The Four Questions on Jeanne Mance Street, 2019, Oil on Canvas, 18x24

My mother’s family lived in Montreal.  Growing up, we didn’t take many family vacations, so getting in the car and driving from Toronto to Montreal seemed pretty glamorous to me. We were five sisters stuffed into the back seat of the car - no seat belts and definitely no WiFi.  We just had Archie comic books and 8-tracks of Tchaikovsky to entertain us.  The greeting we received by my mother’s extended family upon our arrival was like walking the red carpet on Oscar Night.  My grandparents’ home was a duplex and we had to climb two flights of stairs to get to it.  I remember them standing at the top of those stairs bursting to see us.  Cousins, aunts and uncles were all waiting to greet and hug the Kott Sisters and my seriously attractive parents. As the grandchildren of Holocaust survivors there was something about our generation.  The older relatives regarded us as nothing short of a walking miracle on earth and to see us participate in our Jewish rituals (in the safety of Canada) was a victory for them after everything they’d been through.

Statement About Work

Growing Up Jewish–Art & Storytelling is a collection of 40 contemporary oil paintings and short narratives about Ashkenazic Jewish identity in North America.  Inspired by vintage family photos, I created this series to look at the people, experiences and community that shaped my Jewish identity, to tell my family’s Jewish story and perhaps shine a fresh new light on what Judaic art could look like.  
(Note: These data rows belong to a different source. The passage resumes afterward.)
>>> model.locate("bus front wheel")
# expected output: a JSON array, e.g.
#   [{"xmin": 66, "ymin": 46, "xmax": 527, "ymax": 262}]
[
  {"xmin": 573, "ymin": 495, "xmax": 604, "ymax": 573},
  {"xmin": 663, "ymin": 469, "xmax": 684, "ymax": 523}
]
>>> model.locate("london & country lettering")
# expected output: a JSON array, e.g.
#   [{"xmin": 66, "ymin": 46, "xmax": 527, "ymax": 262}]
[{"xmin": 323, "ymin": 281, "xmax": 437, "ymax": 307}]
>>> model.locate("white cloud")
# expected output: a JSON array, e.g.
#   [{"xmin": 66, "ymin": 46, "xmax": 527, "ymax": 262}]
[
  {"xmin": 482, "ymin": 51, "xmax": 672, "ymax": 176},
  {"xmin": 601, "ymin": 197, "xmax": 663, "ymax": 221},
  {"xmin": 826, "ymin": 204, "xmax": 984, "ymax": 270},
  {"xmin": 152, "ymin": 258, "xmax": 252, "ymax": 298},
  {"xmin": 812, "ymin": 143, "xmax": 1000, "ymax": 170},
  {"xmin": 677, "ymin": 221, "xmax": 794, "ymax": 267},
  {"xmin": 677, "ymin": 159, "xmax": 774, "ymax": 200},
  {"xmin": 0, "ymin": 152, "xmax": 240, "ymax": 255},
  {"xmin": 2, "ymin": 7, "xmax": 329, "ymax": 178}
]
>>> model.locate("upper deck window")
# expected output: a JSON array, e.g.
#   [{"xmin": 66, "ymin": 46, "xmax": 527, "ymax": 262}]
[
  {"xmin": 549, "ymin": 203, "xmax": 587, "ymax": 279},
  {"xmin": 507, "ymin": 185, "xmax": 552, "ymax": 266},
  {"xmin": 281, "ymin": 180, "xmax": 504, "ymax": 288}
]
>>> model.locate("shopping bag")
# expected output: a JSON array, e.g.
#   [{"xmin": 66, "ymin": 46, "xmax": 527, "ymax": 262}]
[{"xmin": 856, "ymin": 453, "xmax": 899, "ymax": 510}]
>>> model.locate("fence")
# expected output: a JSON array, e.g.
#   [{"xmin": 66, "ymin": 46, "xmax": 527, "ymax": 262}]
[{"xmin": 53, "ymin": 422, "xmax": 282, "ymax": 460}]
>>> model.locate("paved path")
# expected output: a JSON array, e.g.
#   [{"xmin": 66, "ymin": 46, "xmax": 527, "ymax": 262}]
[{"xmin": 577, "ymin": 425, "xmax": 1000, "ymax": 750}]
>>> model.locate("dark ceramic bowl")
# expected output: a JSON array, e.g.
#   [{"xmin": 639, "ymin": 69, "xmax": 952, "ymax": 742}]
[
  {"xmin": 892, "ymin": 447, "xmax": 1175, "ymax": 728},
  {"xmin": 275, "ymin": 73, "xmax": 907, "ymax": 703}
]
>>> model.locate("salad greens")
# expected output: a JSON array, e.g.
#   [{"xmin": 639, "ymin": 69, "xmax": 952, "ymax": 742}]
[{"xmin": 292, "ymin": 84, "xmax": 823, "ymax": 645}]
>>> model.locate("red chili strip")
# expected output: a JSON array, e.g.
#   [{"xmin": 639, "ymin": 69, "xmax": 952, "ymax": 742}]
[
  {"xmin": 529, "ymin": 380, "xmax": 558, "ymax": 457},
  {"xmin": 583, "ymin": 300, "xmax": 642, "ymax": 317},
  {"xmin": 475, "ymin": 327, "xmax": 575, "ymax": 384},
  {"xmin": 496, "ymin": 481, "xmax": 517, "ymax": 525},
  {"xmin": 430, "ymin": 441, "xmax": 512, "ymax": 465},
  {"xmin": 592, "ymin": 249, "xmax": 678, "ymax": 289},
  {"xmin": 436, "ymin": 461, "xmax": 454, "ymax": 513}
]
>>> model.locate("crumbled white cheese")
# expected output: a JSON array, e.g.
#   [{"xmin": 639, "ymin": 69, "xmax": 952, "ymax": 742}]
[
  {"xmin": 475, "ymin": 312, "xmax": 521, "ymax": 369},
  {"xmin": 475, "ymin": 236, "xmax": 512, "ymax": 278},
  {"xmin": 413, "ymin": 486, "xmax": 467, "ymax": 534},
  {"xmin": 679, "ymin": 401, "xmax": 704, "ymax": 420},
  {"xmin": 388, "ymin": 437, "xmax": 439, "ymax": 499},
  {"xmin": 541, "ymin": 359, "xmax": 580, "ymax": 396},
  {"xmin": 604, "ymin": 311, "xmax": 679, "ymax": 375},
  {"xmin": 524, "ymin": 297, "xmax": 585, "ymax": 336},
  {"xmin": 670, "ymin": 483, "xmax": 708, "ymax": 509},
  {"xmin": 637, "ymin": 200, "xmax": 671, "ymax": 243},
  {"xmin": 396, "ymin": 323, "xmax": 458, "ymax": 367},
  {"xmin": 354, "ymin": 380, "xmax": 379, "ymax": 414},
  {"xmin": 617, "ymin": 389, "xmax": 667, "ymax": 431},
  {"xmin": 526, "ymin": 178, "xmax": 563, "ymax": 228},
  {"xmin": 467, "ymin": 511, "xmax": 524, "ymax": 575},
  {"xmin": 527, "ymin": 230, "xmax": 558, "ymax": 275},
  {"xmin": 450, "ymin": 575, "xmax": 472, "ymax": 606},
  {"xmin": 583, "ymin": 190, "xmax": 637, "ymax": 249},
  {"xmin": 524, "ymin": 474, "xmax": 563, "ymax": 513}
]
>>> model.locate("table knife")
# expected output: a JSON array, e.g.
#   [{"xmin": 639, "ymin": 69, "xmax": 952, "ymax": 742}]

Some of the paintings and stories in the “Growing Up Jewish” series depict joyful accounts of the Judaism of my youth (including my experiences at Jewish summer camp, Purim carnivals or teen tours of Israel); others speak to my family’s history (including the acculturation process experienced by my parents and grandparents who arrived in Canada after the Holocaust). I look at my personal Jewish observances – the traditions I’ve kept, the ones I’ve ‘altered’ to better suit my family’s current needs and the ones I wrestle with. I explore the tension between tradition and change, especially in light of the trend toward rising assimilation.  Every seemingly simple Jewish moment I painted had a story.

Exploring themes of ‘Community & Volunteerism’, ‘Trauma, Immigration & Liminality’, ‘Synagogue & Life Cycle events’, ‘Education & Opportunity’, ‘Israel & the Diaspora’, ‘Holidays, Observances & Shabbat’, Growing Up Jewish – Art & Storytelling provides an honest observation and account of  how a religion and culture shifts through five generations of one family that was devastated by the events of the Holocaust, the started over in Canada and rebuilt themselves and found their place in North America’s vibrant Jewish communities.